July 27, 1996
A hearing on allegations of organized-crime
involvement by some members of Laborers Local 210 will begin Monday,
and some of the participants are upset that the proceeding will
be held in secret.
Former Local 210 business manager Ronald
M. Fino is expected to be the key witness in the hearing, which
will be held in Samuel's Grande Manor in Clarence.
The hearing will focus on accusations by
the Laborers International Union of North America that 28 longtime
members of the local -- including Joseph Todaro Jr., Leonard Falzone
and Frank "Butchie Bifocals" BiFulco -- are either organized-crime
members or associates.
The international said last month that it
is taking disciplinary action against the 28 as part of a nationwide
effort -- monitored by the federal government -- to push Mafia
influences out of the union.
The international said it wants to remove
all 28 men from the union for allegedly engaging in "barred
conduct," including dealings with organized crime.
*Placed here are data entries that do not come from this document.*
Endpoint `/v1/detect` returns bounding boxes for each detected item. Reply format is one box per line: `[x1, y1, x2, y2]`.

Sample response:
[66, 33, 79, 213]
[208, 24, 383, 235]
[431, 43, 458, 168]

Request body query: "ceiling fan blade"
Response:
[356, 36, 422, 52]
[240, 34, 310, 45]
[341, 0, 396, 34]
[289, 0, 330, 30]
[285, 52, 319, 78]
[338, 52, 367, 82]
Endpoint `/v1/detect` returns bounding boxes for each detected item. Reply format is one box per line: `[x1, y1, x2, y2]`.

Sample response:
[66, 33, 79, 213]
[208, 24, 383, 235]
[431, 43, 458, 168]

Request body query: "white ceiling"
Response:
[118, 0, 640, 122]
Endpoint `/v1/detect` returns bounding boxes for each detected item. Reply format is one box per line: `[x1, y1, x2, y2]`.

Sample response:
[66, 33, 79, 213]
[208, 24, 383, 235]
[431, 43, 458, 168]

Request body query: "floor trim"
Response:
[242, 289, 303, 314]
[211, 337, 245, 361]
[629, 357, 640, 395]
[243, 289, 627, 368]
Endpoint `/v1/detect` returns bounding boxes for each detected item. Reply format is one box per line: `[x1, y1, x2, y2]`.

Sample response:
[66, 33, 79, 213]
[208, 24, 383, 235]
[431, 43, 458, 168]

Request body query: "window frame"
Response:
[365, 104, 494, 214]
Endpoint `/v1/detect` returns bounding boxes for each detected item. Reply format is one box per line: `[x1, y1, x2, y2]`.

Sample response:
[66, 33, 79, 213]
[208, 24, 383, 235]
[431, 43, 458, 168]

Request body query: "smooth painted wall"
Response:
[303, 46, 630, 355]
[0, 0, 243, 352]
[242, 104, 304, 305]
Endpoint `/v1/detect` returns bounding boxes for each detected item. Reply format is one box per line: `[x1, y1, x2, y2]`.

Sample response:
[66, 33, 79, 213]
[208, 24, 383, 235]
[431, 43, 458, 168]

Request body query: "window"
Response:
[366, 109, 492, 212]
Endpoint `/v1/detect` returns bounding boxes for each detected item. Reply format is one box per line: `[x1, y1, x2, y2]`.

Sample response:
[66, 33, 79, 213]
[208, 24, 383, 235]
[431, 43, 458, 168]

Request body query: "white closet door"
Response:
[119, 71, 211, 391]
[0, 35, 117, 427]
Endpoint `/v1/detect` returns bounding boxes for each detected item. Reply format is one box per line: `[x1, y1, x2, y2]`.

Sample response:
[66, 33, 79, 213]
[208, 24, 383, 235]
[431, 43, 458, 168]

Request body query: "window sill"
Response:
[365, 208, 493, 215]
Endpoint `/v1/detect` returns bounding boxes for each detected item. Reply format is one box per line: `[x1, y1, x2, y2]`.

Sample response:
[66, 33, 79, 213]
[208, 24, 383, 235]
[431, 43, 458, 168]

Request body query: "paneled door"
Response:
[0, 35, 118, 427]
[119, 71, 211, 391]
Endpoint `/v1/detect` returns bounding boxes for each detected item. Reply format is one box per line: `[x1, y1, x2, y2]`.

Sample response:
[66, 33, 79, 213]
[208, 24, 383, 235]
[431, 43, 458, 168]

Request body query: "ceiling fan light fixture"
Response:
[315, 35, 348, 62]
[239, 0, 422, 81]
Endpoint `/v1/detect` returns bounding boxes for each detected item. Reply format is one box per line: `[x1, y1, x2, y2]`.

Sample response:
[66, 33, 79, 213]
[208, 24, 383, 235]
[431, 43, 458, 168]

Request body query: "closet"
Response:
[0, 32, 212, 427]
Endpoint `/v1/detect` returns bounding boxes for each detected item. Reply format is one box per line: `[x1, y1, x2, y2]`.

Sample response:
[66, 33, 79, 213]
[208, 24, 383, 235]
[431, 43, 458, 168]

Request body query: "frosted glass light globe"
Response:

Fino, at least two former FBI agents and
several other people are expected to testify in the hearing, which
could last two weeks or longer.
Hearing officer Peter Vaira said Friday that
only direct participants in the hearing would be allowed to be
present. The public, the news media and Local 210 members who
are not directly involved will be barred, he said.
His decision and a full transcript of the
hearing will be available for public viewing later, Vaira said.
"It's my policy to close the hearing,
and it's for the protection of the people who are accused,"
he said. "We don't want the raw testimony going out in the
news media while the hearing is under way."
The ruling angered Peter Capitano, a former
business manager of Local 210 who is one of the accused, and Joseph
V. Sedita, attorney for Victor Sansanese, who also is among the
Sedita said Vaira turned down his formal
application to have the hearing opened to the public.
"They made these charges in public;
they called me a mobster," Capitano said. "Now, they're
giving all their so called proof in private. Even my own family
can't be there to hear what these paid liars have to say."
"We think it's outrageous to conduct
these proceedings in the dark," Sedita said. "We want
the public to have full access to what is going on there.
"The hearing officer may say he's is doing it for my client's protection, but I want to make it clear that we don't want that protection."